In Spain, especially in Andalusia, there has long existed a large class of men given over utterly to a zest for Gitanos, their ways of life, their dances and their songs. These admirers of the Gypsies cannot shake off the fascination; they follow after the wandering Roms like the slaves of an evil eye; they cultivate the Cales, the Black Men of Zend, wherever met; they delight to watch the strange obscene dances of the Gypsy maids that are like nothing so much as writhings of snakes in an ecstasy of desire. These men are Those of the Predilection.

In the hushed and golden gloaming, they came at last, those two of the Guardia Civil, to a turning of the narrow canyon and then, beyond, to a Gypsy camp set in an opening among the trees. The brown tents were patched with rags of a hundred hues, and strings of rags, slovenly washed and as variegated, hung drooping and gathering smoke between the ridgepoles and the trees.

There were seven dusty dun wagons in a wide circle, and great huddles of gaunt and hungry dogs lazying about, and horses, foals, and burros coming and going at will among the trees. From the limbs of the trees dangled all manner of saddles, traces, and other odds and ends of harness. There were three fires sending black smoke and dancing sparks up into the lines of washing and the overarching greenery; and there were a dozen men and women, and three times that many children, postured about the fires and beneath the wagons.

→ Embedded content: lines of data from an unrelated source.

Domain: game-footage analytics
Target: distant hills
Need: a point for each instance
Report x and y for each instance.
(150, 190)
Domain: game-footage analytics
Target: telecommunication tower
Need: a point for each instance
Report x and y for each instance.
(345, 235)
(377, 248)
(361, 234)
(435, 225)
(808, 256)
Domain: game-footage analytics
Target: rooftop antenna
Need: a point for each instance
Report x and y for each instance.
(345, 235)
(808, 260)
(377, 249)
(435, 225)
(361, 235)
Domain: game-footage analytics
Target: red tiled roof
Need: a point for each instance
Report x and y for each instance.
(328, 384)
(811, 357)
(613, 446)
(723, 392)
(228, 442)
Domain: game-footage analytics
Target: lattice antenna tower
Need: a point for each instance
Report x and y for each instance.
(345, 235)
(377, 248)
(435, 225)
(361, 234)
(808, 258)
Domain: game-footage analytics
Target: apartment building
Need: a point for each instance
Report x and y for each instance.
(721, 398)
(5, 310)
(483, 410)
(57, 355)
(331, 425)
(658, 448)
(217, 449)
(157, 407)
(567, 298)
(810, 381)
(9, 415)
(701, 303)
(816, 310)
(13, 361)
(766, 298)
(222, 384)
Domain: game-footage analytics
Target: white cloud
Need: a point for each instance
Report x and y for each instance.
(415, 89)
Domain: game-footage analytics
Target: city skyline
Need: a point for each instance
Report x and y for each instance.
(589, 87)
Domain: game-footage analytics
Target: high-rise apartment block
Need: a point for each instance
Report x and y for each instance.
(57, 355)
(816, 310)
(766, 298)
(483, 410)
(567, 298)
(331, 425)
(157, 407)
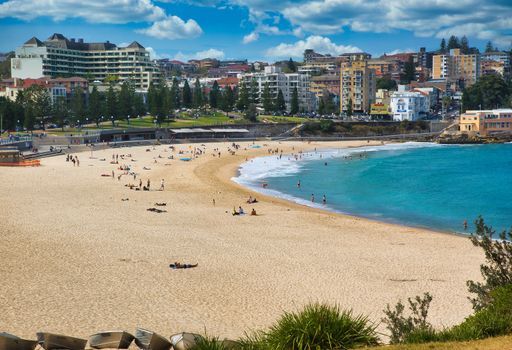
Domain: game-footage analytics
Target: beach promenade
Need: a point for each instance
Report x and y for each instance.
(81, 253)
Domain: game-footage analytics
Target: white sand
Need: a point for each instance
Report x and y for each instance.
(75, 259)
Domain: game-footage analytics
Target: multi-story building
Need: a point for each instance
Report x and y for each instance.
(486, 122)
(424, 58)
(58, 56)
(458, 67)
(409, 105)
(286, 82)
(57, 87)
(495, 63)
(385, 67)
(357, 86)
(327, 82)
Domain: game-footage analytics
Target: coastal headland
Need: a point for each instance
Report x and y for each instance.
(80, 251)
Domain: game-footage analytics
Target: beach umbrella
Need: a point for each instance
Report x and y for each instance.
(12, 342)
(185, 341)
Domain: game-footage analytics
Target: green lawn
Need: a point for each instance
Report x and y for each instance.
(282, 119)
(183, 120)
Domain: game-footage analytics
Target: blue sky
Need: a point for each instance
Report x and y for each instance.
(259, 29)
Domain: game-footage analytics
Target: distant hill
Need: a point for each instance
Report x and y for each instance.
(5, 65)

"Alto à la Guardia Civil!" bellowed thunderously Pascual Montara, thinking to give the Gypsies a start with this dread call of the police.

The men about the fires did not move. The golden-skinned sloe-eyed women, stooped above the pots and kettles, looked up idly. Only the rabble of children seemed affrighted; they scurried away, those tousle-headed, chocolate-brown, ragged brats, some of even five and six years old stark naked, and hid themselves in the black insides of the wagons.

A young man, his shirt open to the waist, a yellow faja or scarf wound about his middle, was busily engaged with winding a battered accordion. It was outlandishly sweet under his hands. Nearby, a Gypsy woman of seventeen nursed a new-born bantling, her breast uncovered. A slim young girl leaned against the trunk of an algarroba, pensively brushing the calf of one nut-brown leg with the toes of the other. A man, tall, massive and nobly upright of port, got up from beside one of the fires and advanced slowly toward the two policemen on the edge of the clearing.

A red kerchief tightly bound his head, and he wore the leather slop of a blacksmith. He had a short, curly grizzled beard. What with his gigantic body, herculean shoulders, monolithic throat, and haughty, savagely beautiful head, he looked like some Byzantine emperor of the old Roman strain. He was sixty, but he had every appearance of being under forty-eight.

Even as the colossal one approached, Miguel Alvarado caught sight of the slim young nut-brown girl under the algarroba tree. He went deathly pale. He clutched at his throat, devouring her with his gaze. His eyes were like two hot pulsing embers.

"Go forward to meet this man, Pascual Montara," at length he stuttered. "His name is Pepe Flammenca. He is a Gypsy count and lords it over the clan encamped here. Find out what he knows of Morales and the others. Question him shrewdly; he may know much!"

Without realizing that Miguel Alvarado was not to follow, Pascual pressed forward obediently. Meanwhile, the other policeman turned his horse in between the trees, skirted the clearing, and approached the spot where the Gypsy girl stood.